Tuesday, June 26, 2012

Longleaf and Palmettos

Speaking of indy bookstores, another of my local favorites, Left Bank Books (www.leftbankbookshop.com) is moving to Belfast. Hooray! That brings to four the number of independent bookstores located in downtown Belfast—not bad for a city of 6,692.

Marsha, Lindsay, and Barb at Left Bank have been my go-to folks for ordering special books for my writing project. The latest is Ecology of a Cracker Childhood by Janisse Ray (Milkweed Editions, 1999). Ray grew up in a junkyard owned by her family in southern Georgia in longleaf pine country. (The term “cracker” has lots of stories attached to its genealogy and has come to mean poor white country folk in Georgia and interior Florida.)

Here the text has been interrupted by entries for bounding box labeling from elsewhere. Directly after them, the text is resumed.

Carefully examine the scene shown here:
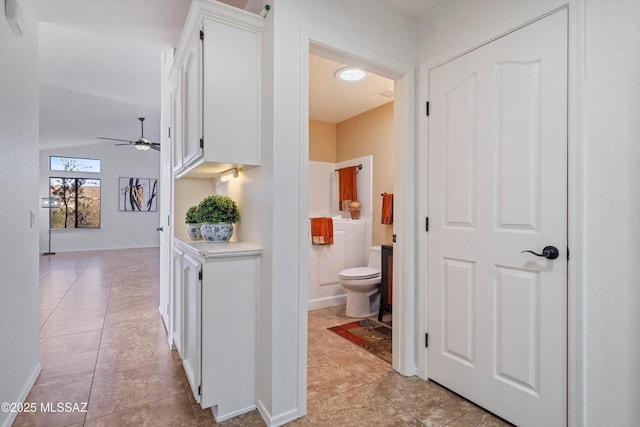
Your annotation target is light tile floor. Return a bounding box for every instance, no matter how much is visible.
[13,248,508,427]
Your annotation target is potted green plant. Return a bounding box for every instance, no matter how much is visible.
[184,205,202,240]
[196,194,240,242]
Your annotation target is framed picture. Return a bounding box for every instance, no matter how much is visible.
[118,177,158,212]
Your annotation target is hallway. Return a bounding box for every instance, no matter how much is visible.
[13,248,508,427]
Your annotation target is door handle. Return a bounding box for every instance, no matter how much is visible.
[520,246,560,259]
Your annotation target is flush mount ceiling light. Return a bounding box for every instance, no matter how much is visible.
[335,67,367,82]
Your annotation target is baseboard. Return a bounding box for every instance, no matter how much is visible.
[307,294,347,310]
[257,401,300,427]
[0,361,42,427]
[212,405,256,423]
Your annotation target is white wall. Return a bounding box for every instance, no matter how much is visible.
[419,0,640,426]
[582,0,640,426]
[38,142,160,252]
[258,0,416,425]
[0,2,40,426]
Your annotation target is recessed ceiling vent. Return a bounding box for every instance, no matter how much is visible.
[376,87,394,98]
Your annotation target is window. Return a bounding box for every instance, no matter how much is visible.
[49,156,100,173]
[49,177,100,229]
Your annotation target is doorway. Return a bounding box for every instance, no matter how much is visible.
[427,9,568,426]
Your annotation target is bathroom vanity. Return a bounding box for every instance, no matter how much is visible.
[171,238,261,422]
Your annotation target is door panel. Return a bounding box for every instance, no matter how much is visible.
[427,10,567,426]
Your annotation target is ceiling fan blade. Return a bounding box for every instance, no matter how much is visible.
[96,136,133,144]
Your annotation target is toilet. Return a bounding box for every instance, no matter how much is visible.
[338,246,381,318]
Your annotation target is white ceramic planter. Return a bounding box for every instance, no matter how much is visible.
[187,224,202,240]
[200,223,233,243]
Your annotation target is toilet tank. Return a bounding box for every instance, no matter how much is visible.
[367,246,382,270]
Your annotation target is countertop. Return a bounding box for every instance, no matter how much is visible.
[174,237,262,258]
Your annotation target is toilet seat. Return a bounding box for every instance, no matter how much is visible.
[338,267,380,280]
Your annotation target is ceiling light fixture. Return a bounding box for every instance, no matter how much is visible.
[134,141,151,151]
[335,67,367,82]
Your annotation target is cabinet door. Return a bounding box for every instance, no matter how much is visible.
[182,27,202,166]
[203,19,261,165]
[182,254,202,402]
[171,80,184,173]
[169,248,184,357]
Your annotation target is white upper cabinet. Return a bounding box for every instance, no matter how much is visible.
[171,0,264,178]
[182,27,203,167]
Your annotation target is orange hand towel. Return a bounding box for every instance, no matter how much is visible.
[311,218,333,245]
[380,193,393,224]
[338,166,358,210]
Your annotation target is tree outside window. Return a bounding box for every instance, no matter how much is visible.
[49,159,100,229]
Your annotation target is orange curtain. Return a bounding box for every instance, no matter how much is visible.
[380,193,393,224]
[338,166,358,210]
[311,218,333,245]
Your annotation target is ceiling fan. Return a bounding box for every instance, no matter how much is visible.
[96,117,160,151]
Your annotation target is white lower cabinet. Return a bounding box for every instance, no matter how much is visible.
[173,239,260,421]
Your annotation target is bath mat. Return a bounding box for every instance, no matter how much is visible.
[327,319,391,363]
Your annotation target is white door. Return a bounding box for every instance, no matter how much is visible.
[427,10,568,427]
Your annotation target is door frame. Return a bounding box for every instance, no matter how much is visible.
[416,0,586,427]
[298,28,417,414]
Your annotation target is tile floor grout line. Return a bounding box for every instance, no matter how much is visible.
[82,251,118,426]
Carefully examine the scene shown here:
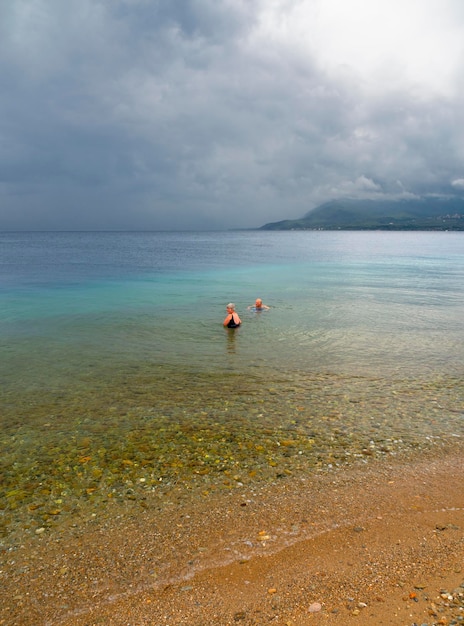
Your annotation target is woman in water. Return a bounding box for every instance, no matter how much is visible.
[223,302,242,328]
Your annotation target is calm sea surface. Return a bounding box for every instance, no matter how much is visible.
[0,231,464,540]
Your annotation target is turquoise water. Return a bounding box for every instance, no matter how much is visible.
[0,231,464,536]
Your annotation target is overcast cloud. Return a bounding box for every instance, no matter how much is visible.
[0,0,464,230]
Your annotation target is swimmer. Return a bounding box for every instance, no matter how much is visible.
[223,302,242,328]
[247,298,270,311]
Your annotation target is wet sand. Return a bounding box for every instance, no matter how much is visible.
[0,451,464,626]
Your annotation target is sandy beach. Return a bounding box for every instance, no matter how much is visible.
[0,452,464,626]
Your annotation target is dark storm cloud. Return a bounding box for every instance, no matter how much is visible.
[0,0,464,229]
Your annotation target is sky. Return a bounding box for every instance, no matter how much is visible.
[0,0,464,230]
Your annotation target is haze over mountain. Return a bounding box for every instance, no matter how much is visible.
[261,198,464,230]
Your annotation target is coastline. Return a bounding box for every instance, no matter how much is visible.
[0,448,464,626]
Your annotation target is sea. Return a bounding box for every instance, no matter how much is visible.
[0,230,464,545]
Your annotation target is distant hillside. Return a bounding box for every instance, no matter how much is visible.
[260,198,464,230]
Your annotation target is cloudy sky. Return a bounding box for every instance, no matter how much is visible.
[0,0,464,230]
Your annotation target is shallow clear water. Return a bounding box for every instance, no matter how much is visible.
[0,231,464,532]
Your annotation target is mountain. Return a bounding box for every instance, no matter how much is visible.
[260,198,464,230]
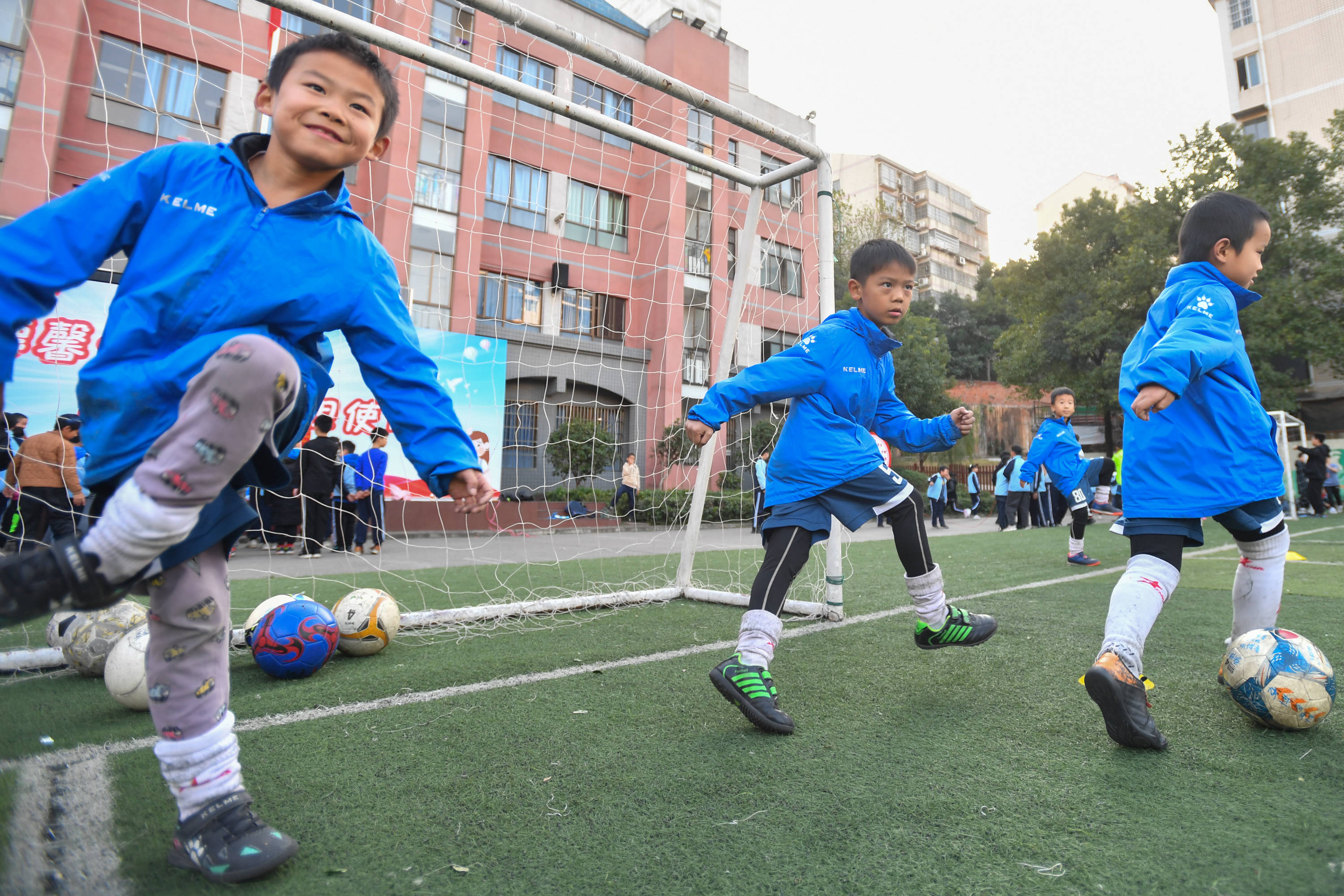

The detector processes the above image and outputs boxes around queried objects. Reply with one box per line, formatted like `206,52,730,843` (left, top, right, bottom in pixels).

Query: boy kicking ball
0,34,491,881
1017,387,1118,567
685,239,997,733
1083,192,1288,750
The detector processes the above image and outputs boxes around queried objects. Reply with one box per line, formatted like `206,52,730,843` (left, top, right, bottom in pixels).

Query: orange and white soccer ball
332,588,402,657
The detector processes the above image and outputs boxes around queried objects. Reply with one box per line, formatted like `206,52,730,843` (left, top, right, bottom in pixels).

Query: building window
1242,116,1269,140
406,249,453,329
761,242,802,297
415,94,466,212
476,271,542,333
485,156,547,230
761,153,802,207
495,47,555,120
564,180,630,253
504,402,536,470
761,329,798,362
425,0,476,85
1236,52,1261,90
281,0,374,35
89,35,227,142
1228,0,1255,28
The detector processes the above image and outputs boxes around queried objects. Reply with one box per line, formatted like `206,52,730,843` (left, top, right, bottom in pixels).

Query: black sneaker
710,653,793,735
915,604,999,650
0,536,126,627
1083,651,1167,750
168,790,298,884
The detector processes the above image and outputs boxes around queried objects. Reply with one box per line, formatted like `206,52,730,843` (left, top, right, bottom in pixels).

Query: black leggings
747,491,934,615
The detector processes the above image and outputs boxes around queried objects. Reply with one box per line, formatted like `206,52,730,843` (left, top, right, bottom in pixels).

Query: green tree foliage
546,421,616,481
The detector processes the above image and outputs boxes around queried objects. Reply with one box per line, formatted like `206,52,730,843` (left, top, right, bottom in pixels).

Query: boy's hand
1129,383,1176,421
685,421,714,445
448,470,495,513
948,407,976,435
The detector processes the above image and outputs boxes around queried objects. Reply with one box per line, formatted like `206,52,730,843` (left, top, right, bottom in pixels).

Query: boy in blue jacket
0,34,489,881
1017,387,1117,567
685,239,997,733
1083,192,1288,750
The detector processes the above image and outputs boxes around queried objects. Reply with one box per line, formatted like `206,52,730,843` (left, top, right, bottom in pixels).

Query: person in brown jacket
4,414,83,551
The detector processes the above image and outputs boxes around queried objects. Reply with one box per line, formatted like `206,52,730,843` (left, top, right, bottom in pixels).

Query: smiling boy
1083,192,1289,750
0,34,489,881
685,239,997,733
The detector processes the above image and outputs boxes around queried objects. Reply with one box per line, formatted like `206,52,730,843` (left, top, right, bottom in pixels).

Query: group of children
0,28,1288,881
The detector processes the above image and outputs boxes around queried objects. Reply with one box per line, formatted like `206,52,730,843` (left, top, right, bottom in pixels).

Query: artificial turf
0,522,1344,896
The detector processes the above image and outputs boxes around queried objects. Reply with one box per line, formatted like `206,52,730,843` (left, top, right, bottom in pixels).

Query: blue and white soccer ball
246,596,340,678
1219,629,1335,731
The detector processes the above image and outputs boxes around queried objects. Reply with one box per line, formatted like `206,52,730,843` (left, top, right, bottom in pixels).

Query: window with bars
476,271,542,327
761,242,802,297
504,402,536,470
485,156,547,230
495,46,555,120
564,180,630,253
761,153,802,208
92,35,228,142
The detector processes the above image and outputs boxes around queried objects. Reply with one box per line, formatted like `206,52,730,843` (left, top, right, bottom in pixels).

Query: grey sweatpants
134,335,298,740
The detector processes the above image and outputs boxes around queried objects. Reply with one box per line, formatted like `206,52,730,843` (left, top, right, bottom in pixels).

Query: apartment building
1208,0,1344,141
0,0,818,489
832,153,989,298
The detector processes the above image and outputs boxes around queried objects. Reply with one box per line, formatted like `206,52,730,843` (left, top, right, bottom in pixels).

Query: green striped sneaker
915,604,999,650
710,653,793,735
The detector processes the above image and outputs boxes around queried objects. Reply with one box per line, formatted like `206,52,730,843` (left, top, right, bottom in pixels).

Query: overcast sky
723,0,1230,265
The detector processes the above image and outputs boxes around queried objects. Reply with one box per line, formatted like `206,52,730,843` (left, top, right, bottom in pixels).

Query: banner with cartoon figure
5,282,508,498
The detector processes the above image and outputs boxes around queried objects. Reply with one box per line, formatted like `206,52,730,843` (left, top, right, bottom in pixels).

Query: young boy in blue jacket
685,239,997,733
1083,192,1288,750
1017,387,1116,567
0,34,488,881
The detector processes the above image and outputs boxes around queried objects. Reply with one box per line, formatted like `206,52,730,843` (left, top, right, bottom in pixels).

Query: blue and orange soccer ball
245,595,340,678
1219,629,1335,729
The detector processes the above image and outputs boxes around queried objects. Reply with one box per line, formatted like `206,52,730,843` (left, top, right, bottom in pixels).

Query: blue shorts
761,463,914,544
1110,498,1284,548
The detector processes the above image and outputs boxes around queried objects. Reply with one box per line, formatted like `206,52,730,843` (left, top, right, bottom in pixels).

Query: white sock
906,563,948,629
738,610,784,669
155,712,243,821
79,477,200,584
1232,528,1289,638
1097,553,1180,676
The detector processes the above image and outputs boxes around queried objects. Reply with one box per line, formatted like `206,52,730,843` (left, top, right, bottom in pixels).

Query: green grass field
0,522,1344,896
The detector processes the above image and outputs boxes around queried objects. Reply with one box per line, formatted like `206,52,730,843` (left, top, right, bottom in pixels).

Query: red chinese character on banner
31,317,94,364
340,398,391,435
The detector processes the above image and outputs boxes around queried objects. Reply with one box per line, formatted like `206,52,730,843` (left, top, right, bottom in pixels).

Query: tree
546,421,616,479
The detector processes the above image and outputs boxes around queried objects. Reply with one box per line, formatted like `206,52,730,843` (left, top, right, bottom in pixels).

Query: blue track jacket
687,308,961,506
0,134,480,494
1120,262,1284,518
1013,417,1089,494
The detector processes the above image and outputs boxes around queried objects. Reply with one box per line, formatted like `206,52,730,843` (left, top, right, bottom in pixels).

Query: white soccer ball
332,588,402,657
1219,629,1335,731
47,610,87,650
60,600,148,678
102,622,149,711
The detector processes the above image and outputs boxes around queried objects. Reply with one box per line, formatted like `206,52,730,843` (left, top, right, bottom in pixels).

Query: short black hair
849,239,918,284
1176,191,1269,265
266,31,402,140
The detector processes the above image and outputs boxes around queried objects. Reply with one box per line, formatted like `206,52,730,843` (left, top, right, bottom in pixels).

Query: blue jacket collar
823,308,900,358
1167,262,1261,310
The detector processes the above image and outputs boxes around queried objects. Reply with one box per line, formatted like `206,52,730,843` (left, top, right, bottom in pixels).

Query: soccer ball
60,600,148,678
247,598,340,678
102,623,149,711
332,588,402,657
1219,629,1335,729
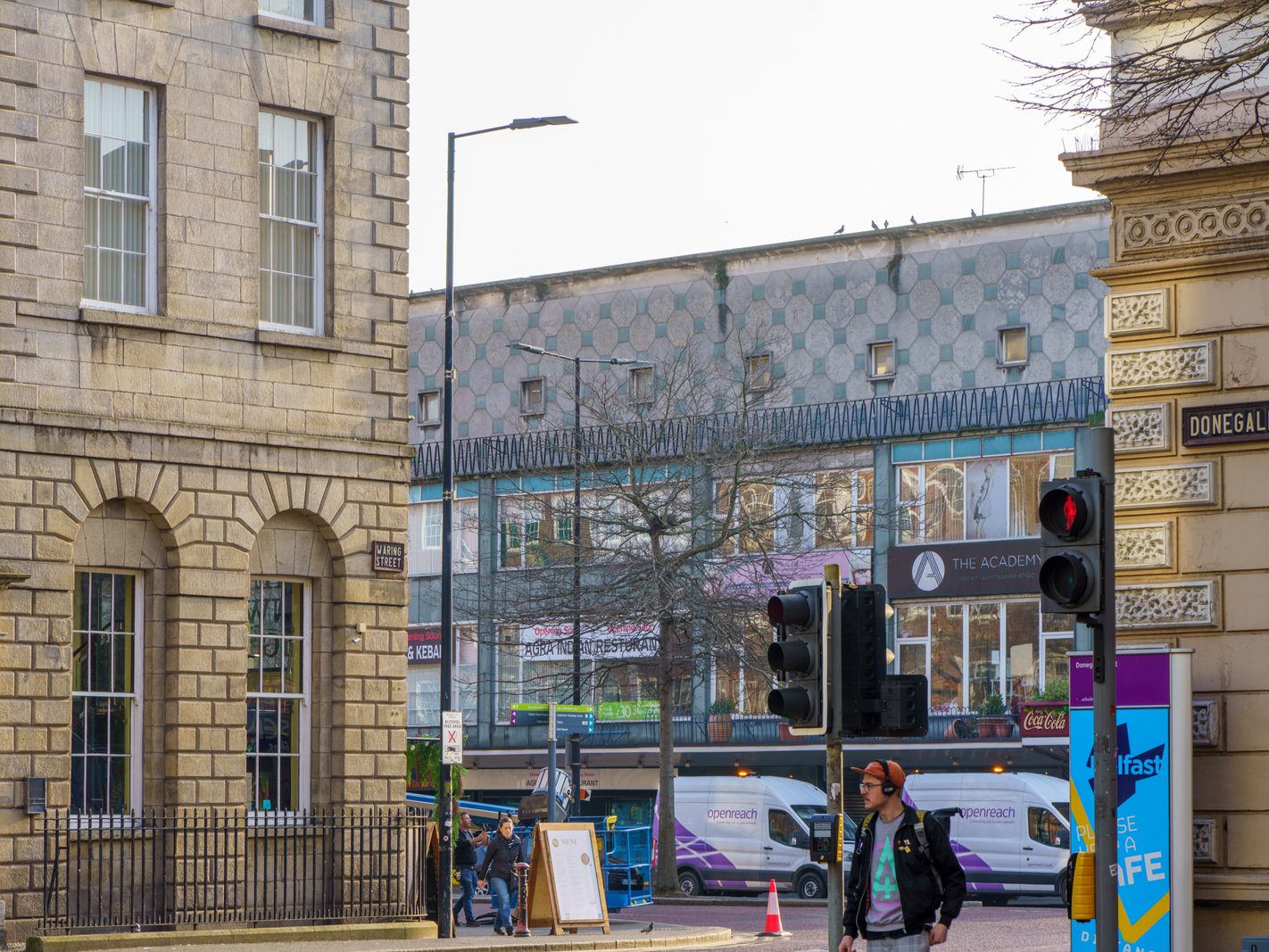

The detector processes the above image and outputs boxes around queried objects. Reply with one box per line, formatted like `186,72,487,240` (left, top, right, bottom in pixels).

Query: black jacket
842,805,965,937
480,832,524,880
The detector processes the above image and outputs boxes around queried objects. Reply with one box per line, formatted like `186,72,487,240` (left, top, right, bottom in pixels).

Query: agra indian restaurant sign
1182,402,1269,447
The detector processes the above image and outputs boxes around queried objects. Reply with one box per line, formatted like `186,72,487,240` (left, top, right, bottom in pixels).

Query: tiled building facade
407,202,1107,807
0,0,409,937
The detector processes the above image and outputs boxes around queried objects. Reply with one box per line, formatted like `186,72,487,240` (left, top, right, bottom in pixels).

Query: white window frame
745,354,772,393
244,575,313,824
629,367,656,403
996,324,1031,367
520,377,547,417
70,567,146,829
419,390,442,427
255,110,326,336
80,75,159,315
259,0,326,27
868,340,899,379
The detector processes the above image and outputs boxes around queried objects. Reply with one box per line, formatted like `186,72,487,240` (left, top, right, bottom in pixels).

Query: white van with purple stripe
903,773,1071,905
652,775,854,898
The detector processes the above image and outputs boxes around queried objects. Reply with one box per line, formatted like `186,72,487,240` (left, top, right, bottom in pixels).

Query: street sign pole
547,700,557,823
1089,426,1119,949
824,565,846,949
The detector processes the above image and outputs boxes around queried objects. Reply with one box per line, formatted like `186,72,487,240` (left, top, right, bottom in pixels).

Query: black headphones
879,760,899,797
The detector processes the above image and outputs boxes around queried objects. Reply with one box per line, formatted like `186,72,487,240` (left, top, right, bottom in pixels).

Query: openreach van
903,773,1071,905
652,777,854,898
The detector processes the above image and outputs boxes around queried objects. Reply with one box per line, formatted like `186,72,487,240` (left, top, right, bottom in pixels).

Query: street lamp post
508,343,640,804
436,115,575,938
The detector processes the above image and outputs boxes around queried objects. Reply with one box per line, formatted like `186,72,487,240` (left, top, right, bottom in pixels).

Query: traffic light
842,585,886,736
767,580,831,735
1040,476,1106,615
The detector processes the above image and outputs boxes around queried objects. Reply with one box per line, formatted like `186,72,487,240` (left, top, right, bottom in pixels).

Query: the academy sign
886,538,1041,598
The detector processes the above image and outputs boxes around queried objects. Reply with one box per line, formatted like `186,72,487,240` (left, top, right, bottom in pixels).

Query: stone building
0,0,409,938
1064,4,1269,948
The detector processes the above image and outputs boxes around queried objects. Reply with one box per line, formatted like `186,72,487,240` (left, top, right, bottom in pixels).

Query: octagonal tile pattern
409,210,1107,441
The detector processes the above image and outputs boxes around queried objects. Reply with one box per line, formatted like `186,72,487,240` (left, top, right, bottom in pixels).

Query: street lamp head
508,115,577,129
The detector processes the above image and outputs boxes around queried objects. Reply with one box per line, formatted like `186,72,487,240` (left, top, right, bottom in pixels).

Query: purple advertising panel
1071,654,1169,708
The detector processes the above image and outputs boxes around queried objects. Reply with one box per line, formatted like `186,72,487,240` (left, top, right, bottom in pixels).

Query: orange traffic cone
758,880,792,938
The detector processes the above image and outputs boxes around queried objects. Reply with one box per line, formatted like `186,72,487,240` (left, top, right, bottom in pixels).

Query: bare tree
999,0,1269,162
459,327,875,892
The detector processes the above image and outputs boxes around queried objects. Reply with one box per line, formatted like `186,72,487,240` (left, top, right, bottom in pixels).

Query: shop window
70,571,144,816
246,579,311,813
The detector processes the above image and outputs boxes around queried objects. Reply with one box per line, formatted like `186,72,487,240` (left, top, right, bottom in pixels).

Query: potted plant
978,694,1014,738
706,696,736,744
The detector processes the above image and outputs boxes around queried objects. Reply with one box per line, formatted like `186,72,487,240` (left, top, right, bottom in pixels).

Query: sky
410,0,1097,291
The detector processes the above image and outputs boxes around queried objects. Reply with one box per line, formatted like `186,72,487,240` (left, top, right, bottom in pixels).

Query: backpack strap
912,810,943,896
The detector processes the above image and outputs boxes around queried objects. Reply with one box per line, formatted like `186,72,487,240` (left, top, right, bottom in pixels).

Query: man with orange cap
838,760,965,952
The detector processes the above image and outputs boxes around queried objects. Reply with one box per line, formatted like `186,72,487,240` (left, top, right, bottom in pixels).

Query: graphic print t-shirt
866,814,903,931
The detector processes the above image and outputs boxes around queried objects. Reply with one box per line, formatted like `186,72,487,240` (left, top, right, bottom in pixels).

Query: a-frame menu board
529,823,608,936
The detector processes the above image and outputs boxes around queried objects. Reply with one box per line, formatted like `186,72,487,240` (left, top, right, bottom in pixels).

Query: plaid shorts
864,931,930,952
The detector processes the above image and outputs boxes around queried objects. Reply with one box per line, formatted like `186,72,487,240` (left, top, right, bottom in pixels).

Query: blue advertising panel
1071,654,1188,952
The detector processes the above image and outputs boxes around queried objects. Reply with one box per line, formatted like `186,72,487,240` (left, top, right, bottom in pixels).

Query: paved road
618,900,1071,952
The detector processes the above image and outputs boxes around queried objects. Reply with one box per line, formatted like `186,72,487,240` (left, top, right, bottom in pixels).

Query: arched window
71,570,144,816
246,577,312,811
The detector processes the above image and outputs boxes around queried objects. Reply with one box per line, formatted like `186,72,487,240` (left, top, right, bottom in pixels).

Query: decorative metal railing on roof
411,377,1107,483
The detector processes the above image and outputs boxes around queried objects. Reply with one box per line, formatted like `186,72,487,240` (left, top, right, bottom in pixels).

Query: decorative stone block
1107,340,1215,394
1193,816,1223,865
1107,288,1173,340
1190,697,1224,749
1115,459,1217,511
1107,403,1173,453
1116,198,1269,258
1115,522,1175,571
1116,580,1217,631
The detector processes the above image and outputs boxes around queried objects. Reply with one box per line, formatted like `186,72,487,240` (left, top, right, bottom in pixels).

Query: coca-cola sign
1017,700,1071,738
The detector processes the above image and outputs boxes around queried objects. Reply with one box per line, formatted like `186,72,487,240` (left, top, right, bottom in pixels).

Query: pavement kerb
27,923,734,952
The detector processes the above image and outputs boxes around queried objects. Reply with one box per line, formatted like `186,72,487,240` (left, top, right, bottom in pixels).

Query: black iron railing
410,711,1035,750
411,377,1107,481
43,807,427,934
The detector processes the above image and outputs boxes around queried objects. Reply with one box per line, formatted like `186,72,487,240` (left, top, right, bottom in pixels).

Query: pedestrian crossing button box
811,814,842,863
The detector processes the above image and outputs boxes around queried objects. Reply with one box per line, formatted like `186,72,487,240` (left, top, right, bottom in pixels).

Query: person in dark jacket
480,816,524,936
454,814,488,925
838,760,965,952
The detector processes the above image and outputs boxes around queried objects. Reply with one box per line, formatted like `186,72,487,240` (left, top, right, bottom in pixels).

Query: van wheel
797,873,829,898
679,870,706,896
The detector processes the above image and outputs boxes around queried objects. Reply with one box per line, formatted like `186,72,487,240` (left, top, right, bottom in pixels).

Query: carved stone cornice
1116,579,1220,631
1107,288,1173,340
1107,403,1173,453
1107,340,1217,394
1115,522,1176,571
1115,459,1220,511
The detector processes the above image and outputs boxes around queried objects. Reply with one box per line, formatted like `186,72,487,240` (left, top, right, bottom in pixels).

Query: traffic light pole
1088,426,1119,949
824,565,846,952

Longleaf pine, or Georgia pine, ecosystems stretch into northern Florida. Like so many ecosystems, this one has been destroyed so that today its remaining 10,000 acres of virgin forest are less than 0.001 of what was once there. Ray is an ecologist who writes like a poet. Although the pine-y woods of north Florida are much different than palmettos—the dominant ecosystem where I grew up—I can relate to her love of the flat, open land with lots of sky. As she writes of an approaching thunderstorm: “Everything that comes you see coming. That’s because the land is so wide . . . flat as a book, vulnerable as a child.”

Although they don’t seem vulnerable, palmettos are.  I can’t imagine how many hundreds of thousands of acres of that landscape have been bulldozed over the past fifty years to make way for the Florida of the tourist brochure. Ubiquitous as memory from the Everglades to South Carolina, palmettos are commonly viewed as trash plants, but they function to stitch and hold the thin sandy soil in place. I write:
Like an open palm of remembrance with many thin waving fingers, the palmetto’s fan-shaped leaves spread three feet across. Its leathery fronds rustle and smack each other in any little breeze, quick to bend and move. The serrated edges and massing habit make a walk through a stand without a trail a painful experience. Impenetrable for humans except by machete, palmettos’  dominance in the natural landscape is what makes an area wild, whether it’s an empty lot or the Canaveral National Seashore.”